In the processus of optimizing and profiling a kernel, I noticed that it's L2 and global cache hit frequency was very low (~1.2 % avg.). My kernel typically reads 4 full cache lines per pass per warp, with 3 blocks per SM (So 4 * 32 * 2 = 256 lines of cache per SM per pass of my kernel, that has a variable pass number). The reads are from different regions of global memory, which is obviously then hard to cache. (The pattern of the regions is A, 32 * B, A .....)
It is then made clear that for data that is so "dispersed" and read only 1 time before moving on, L1/L2 cache is almost useless.
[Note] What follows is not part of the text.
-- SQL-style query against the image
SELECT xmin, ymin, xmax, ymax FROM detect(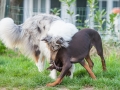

To compensate for this vastness in the reads of my kernel, I consider using texture memory, which is "pre-cached" in L1.
Can it be considered "good" practice to do this ?
Side question 1 : If the accesses to that texture are coalesced (supposing row major) does it still has performance gains over non coalesced texture read ?
Side question 2 : As my data is read in a fashion so that each warp reads 1 row, is 2D texture really that useful ? Or is 1D layered texture better for the job ?
Sorry if the side questions are already answered elsewhere , they got through my mind will I was writing and a quick research (probably using erroneous vocabulary) did not yield an answer. Sorry if my question is dumb, my literature about CUDA is limited to the nVidia documentations.